BLANCO Y TINTO DE AGRELO

La puerta de entrada. Un vino amigable y sin pretensiones, diseñado para el disfrute simple y una introducción honesta a nuestra región.

ANAIA

La pureza del concreto. Vinos “sin maquillaje”. Una tríada de tipicidad, terroir e innovación, criados en nuestros exclusivos mates de concreto para honrar la uva.

GRAN ANAIA

El equilibrio. Armonía entre la fruta vibrante, la pureza del concreto y la elegancia sutil de la madera. Un perfil gastronómico y estructurado.

GRAND ASSEMBLAGE

El arte de la composición. La línea de blends. Selección de microbloques y fermentación estratégica para lograr vinos complejos, equilibrados y con múltiples capas.

DISRUPTIVO

La audacia. Desafía las convenciones para resaltar singularidades. Orientado a quienes buscan explorar y salir de su zona de confort con vinos de excelencia.

OBLIVION

La experiencia definitiva. Lo mejor de cada año en edición limitada. Un vino excepcional e irrepetible, pensado para celebrar los grandes hitos de la vida.

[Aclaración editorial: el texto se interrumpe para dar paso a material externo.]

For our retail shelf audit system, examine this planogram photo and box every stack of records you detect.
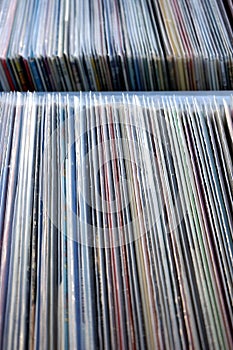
[0,0,233,91]
[0,91,233,350]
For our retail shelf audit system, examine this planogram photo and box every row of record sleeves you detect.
[0,92,233,350]
[0,0,233,91]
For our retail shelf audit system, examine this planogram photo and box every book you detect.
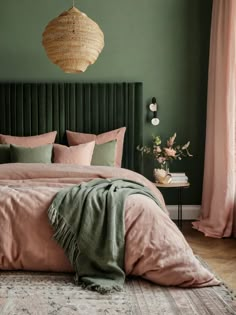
[170,173,186,178]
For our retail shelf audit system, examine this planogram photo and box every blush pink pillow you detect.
[0,131,57,148]
[53,141,95,165]
[66,127,126,167]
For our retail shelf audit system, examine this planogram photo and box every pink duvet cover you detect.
[0,164,219,287]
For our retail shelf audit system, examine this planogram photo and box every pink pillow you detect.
[53,141,95,165]
[66,127,126,167]
[0,131,57,148]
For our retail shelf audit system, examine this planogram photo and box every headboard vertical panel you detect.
[0,83,143,171]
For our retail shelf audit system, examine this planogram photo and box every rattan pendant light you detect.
[42,5,104,73]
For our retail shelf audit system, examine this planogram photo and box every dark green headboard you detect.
[0,83,143,171]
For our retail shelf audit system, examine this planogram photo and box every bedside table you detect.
[154,183,190,231]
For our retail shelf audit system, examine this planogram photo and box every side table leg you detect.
[178,187,182,231]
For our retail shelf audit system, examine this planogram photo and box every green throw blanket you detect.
[48,179,161,293]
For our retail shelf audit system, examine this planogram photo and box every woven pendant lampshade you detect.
[42,6,104,73]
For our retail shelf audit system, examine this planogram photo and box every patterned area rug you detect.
[0,272,236,315]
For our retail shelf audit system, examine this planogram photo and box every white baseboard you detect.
[167,205,201,220]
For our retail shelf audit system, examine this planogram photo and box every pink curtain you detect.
[193,0,236,237]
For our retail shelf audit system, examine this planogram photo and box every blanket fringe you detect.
[77,282,123,294]
[48,204,80,273]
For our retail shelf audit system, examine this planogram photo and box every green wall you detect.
[0,0,212,204]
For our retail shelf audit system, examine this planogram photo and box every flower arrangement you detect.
[137,133,193,170]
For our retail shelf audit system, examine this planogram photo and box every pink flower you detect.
[167,132,176,147]
[153,145,161,153]
[164,148,176,157]
[157,156,166,164]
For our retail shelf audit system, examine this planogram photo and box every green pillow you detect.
[10,144,53,163]
[0,144,11,164]
[91,140,117,166]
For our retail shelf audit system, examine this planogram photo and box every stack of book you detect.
[170,173,188,184]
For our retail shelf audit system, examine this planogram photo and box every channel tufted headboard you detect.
[0,83,143,172]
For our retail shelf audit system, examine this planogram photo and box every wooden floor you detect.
[183,221,236,293]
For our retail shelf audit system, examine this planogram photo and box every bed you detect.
[0,83,219,287]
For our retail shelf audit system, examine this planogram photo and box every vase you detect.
[153,168,172,184]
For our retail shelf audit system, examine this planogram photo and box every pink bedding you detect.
[0,163,219,287]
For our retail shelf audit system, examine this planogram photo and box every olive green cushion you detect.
[0,144,11,164]
[91,140,117,166]
[10,144,53,163]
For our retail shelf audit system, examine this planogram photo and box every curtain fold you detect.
[193,0,236,238]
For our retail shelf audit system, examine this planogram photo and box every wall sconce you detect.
[149,97,160,126]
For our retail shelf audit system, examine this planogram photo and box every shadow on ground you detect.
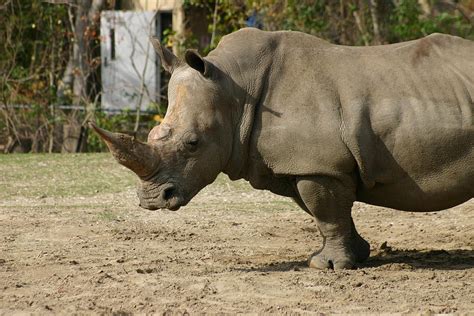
[236,249,474,272]
[363,249,474,270]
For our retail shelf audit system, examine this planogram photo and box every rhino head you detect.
[91,38,237,210]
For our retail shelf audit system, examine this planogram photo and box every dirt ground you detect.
[0,155,474,315]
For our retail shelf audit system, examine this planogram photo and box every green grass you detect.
[0,153,137,200]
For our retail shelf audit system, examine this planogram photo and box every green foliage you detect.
[389,0,473,42]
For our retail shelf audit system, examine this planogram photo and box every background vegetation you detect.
[0,0,474,152]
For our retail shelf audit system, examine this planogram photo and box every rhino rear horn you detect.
[89,122,159,178]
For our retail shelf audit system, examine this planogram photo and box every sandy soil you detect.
[0,173,474,315]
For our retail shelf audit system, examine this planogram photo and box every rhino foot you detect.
[308,232,370,270]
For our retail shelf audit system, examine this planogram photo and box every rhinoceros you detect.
[93,28,474,269]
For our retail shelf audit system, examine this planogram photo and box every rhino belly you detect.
[357,113,474,211]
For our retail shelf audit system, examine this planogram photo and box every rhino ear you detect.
[184,49,212,78]
[150,37,181,74]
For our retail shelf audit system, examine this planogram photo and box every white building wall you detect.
[100,11,160,110]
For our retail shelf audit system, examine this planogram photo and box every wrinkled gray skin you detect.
[93,29,474,269]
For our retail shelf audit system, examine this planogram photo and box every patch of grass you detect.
[0,153,137,200]
[0,153,262,200]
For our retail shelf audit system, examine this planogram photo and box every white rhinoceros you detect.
[90,29,474,269]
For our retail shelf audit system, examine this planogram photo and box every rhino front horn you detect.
[89,122,159,178]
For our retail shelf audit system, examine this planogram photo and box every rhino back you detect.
[214,29,474,210]
[335,34,474,210]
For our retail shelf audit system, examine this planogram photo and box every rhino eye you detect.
[187,139,199,146]
[186,138,199,151]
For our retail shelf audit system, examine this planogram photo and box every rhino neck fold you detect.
[208,32,275,180]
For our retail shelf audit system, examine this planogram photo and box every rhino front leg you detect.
[296,176,370,269]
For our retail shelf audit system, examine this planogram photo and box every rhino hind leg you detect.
[296,176,370,269]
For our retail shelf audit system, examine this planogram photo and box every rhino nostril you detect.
[163,187,175,201]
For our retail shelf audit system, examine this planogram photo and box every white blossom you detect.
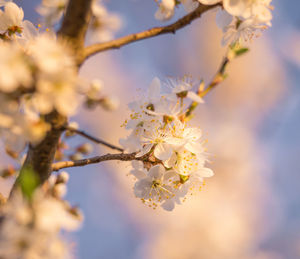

El punto de cosecha se define a partir de la observación sensorial, donde el criterio organoléptico guía cada decisión.
La cosecha y selección de la uva son completamente manuales, lo que nos permite trabajar por bloques y preservar la identidad de cada sector. El traslado se realiza en cajas de 16 a 18 kg para cuidar su calidad hasta la llegada a bodega.
Cada línea refleja distintos niveles de trabajo y dedicación del equipo en cada etapa del proceso.
El concreto es parte central de nuestra elaboración: su porosidad favorece la evolución natural del vino, aportando equilibrio, textura y una expresión marcada por la redondez y la mineralidad.